Hugh Hazelton, José Antonio Giménez-Micó and Goretti Ramírez, three professors in the Department of Classics, Modern Languages and Linguistics, have organized Dis/ Location: Writing Exile/Migrancy/Nomadism/Bordercrossing.
Hazelton said, “Due to the timeliness of the topic and to the conference's multilingual format, it is shaping up to be a major event.”
The colloquium will include academic papers and readings of original work. Participants will present in English, Spanish, or French, and the work under discussion is from Latin America, Canada, Europe, the U.S.A., Australia, Africa and the Orient.
The distinguished Argentine-Canadian writer, scholar and visual artist Nela Rio will give the keynote address on today in Room H-767, starting at 10:30 a.m.
Two other writers who will speak are Nora Strejilevich, from San Diego State University, and Luis Torres, a Chilean who has settled in Canada. Strejilevich will talk about Exile as a Site of Creativity on Friday at 11:50 a.m. at H-767; Torres will discuss Exile and Community in Literary Works at 12:10 p.m. on Saturday in H-767.

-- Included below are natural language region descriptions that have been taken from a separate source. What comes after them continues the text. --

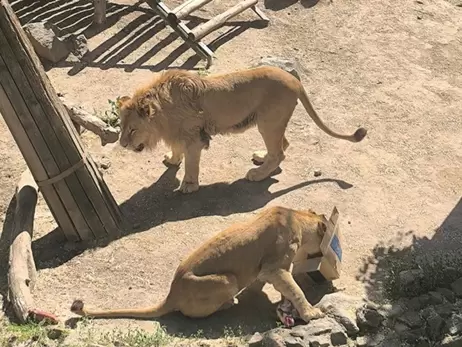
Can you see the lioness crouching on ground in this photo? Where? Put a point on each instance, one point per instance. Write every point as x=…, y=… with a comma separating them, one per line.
x=184, y=110
x=245, y=255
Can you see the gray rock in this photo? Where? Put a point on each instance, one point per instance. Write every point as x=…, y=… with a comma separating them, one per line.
x=291, y=341
x=451, y=341
x=401, y=328
x=444, y=310
x=436, y=298
x=447, y=293
x=343, y=308
x=411, y=319
x=435, y=326
x=361, y=341
x=456, y=287
x=367, y=318
x=338, y=338
x=256, y=340
x=454, y=325
x=273, y=339
x=290, y=65
x=45, y=39
x=408, y=278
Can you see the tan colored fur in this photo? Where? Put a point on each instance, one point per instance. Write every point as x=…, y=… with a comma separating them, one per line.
x=184, y=110
x=245, y=255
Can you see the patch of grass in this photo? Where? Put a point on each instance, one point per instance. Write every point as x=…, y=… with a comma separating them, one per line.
x=111, y=116
x=439, y=269
x=136, y=338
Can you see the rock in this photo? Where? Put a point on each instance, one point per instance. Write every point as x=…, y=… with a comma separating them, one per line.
x=291, y=341
x=451, y=341
x=54, y=333
x=456, y=287
x=410, y=278
x=273, y=339
x=80, y=47
x=338, y=338
x=361, y=341
x=444, y=310
x=435, y=326
x=290, y=65
x=435, y=298
x=411, y=319
x=367, y=318
x=343, y=308
x=45, y=39
x=454, y=325
x=447, y=293
x=401, y=328
x=256, y=340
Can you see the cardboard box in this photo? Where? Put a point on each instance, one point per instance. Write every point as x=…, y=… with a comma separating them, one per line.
x=325, y=266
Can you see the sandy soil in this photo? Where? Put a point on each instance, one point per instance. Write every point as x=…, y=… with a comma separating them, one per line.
x=391, y=66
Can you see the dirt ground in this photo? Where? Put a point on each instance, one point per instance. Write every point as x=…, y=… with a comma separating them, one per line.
x=393, y=67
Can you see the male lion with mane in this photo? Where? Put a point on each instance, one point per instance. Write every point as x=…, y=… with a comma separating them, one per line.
x=184, y=110
x=245, y=255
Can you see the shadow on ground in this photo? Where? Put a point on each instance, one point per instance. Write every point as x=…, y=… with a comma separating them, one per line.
x=76, y=17
x=438, y=257
x=160, y=203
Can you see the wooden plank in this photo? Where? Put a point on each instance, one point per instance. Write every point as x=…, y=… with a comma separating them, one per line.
x=60, y=121
x=60, y=213
x=18, y=90
x=46, y=113
x=217, y=21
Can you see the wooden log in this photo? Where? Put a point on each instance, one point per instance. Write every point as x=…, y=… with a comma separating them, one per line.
x=182, y=11
x=67, y=176
x=206, y=28
x=99, y=14
x=22, y=273
x=92, y=123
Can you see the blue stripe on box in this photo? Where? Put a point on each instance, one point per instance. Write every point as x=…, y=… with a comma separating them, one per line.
x=335, y=245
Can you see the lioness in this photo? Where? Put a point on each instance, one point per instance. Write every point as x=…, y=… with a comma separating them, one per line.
x=184, y=110
x=245, y=255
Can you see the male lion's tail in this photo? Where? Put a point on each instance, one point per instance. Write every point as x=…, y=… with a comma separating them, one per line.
x=359, y=134
x=148, y=312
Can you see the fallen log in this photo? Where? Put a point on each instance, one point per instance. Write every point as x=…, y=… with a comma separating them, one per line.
x=22, y=273
x=90, y=122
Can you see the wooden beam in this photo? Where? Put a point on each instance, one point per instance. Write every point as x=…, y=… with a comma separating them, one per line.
x=67, y=176
x=99, y=14
x=206, y=28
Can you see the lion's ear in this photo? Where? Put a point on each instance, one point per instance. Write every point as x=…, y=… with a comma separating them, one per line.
x=122, y=100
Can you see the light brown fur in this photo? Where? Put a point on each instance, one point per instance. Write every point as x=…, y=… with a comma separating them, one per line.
x=184, y=110
x=245, y=255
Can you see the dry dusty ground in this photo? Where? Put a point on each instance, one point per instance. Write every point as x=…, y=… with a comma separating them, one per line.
x=391, y=66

More highlights include the panels Fronteras, (Friday at 10:25 a.m. in H-763), Figures de l’exil européen (Friday at 5:55 p.m. in H-763), and Entre le Canada et la Chine (Saturday at 5:25 p.m., H-767).
Outspoken Art/Arte Claro, a poetry and art exhibition dedicated to the elimination of violence against women, opened today at noon in H-767.
Dis/Location is sponsored by Concordia, the Department of Classics, Modern Languages and Linguistics, the Hispanic Students Association, the Concordia Student Union, and the multilingual publisher White Dwarf Editions.